At HIMSS24, Heather O’Sullivan, Mass General Brigham’s president of healthcare at home, said that the health system wants to move 10% of all its medical patients to the home. She argued that there is “no greater model of care for being patient-centric,” and highlighted the care modality’s ability to alleviate burnout for some healthcare workers.

Mass General Brigham wants to move 10% of its medical patients to the home, said Heather O’Sullivan, the health system’s president of healthcare at home, during an interview this month at HIMSS in Orlando.

“That’s just our starting point. There’s actually research out there that shows that 30-40% of all care provided in the U.S. today can be moved to the home, but that’s a bit more aggressive than what we’re ready to go to right now,” she stated.

Mass General Brigham provides at-home care through a mix of remote patient monitoring, meal services, virtual appointments and in-home clinician visits. O’Sullivan said that the health system’s biggest partner for its home care program is Best Buy.

The patients for whom Mass General Brigham provides at-home care typically have conditions like congestive heart failure, chronic obstructive pulmonary disease (COPD), pneumonia or sepsis, she explained. These types of conditions can often be managed “very safely” at home instead of a brick-and-mortar hospital setting, O’Sullivan noted.

“My belief is that the home will eventually be the default setting of care for a certain cohort of diagnoses, and our brick-and-mortar facilities will serve those with acute needs,” she remarked.

During the Covid-19 public health emergency, hospital-at-home programs saw both reimbursement and regulatory favorability, O’Sullivan pointed out.
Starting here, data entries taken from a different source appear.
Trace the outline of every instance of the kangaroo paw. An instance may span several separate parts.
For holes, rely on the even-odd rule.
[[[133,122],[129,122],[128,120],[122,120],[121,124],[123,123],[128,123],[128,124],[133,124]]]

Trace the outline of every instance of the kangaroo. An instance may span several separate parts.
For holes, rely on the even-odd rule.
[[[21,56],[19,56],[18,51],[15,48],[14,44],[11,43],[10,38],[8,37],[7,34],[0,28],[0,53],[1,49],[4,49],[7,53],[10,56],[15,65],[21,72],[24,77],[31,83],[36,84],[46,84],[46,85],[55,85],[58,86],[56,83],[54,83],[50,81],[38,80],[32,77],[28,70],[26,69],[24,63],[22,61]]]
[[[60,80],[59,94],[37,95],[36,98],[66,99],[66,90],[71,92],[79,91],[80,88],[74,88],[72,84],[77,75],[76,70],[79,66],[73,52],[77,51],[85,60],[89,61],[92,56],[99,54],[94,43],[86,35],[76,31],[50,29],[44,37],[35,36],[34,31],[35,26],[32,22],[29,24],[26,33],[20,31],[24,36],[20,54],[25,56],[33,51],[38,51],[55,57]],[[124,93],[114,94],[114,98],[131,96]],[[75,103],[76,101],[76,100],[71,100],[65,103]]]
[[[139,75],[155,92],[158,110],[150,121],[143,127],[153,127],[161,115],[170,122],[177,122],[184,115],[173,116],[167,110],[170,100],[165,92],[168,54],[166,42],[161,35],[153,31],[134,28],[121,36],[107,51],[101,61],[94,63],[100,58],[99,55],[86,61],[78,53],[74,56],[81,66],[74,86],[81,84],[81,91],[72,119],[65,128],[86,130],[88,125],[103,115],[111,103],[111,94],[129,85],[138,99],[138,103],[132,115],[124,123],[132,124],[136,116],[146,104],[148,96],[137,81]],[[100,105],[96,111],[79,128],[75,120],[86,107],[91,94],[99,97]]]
She called for CMS to extend coverage for hospital-at-home programs when the waiver is set to expire at the end of the year.
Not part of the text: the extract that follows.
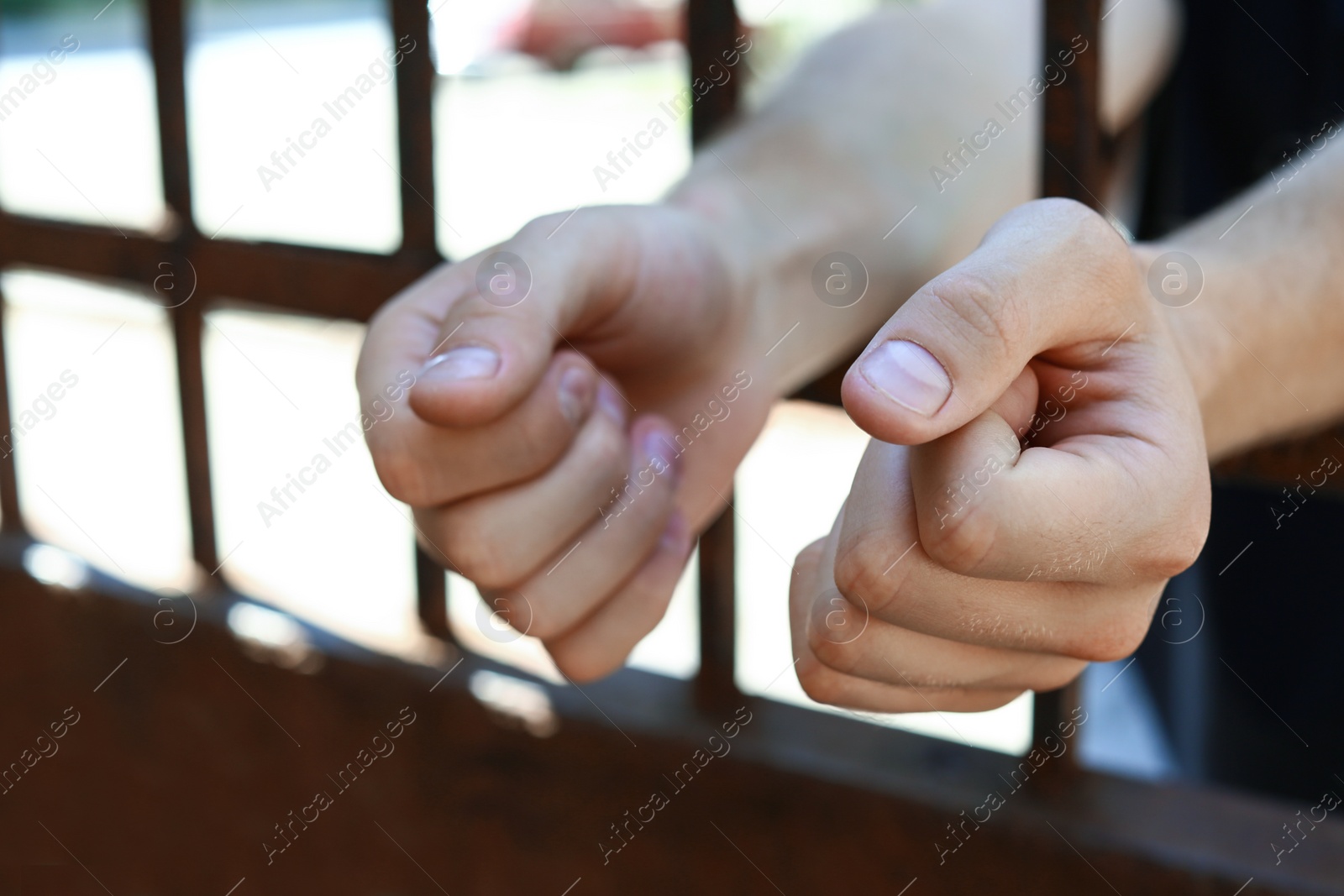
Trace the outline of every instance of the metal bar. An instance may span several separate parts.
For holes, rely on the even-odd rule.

Amidst the pandemic, patients got “very comfortable” with virtual care and at-home care, even generations that previously were apprehensive. People are now more open than ever to care experiences that extend beyond traditional facility-based care, thanks to consumer demands for optionality and convenience, O’Sullivan declared.

“It really changes the paradigm,” she said. “We become guests in the patient’s home, versus the patient being the guest in a brick-and-mortar facility. Everybody talks about being patient-centric — there’s really no greater model of care for being patient-centric.”

Extension coverage for hospital-at-home programs would not only allow hospitals to offer patients a more comfortable healing environment, but it would also help alleviate some healthcare workers’ burnout, O’Sullivan added.

Many clinicians have found providing at-home care has enabled them to connect with patients in a deeper, more rewarding way. Improving healthcare workers’ job satisfaction is a major benefit of hospital-at-home programs that many people often overlook, she noted.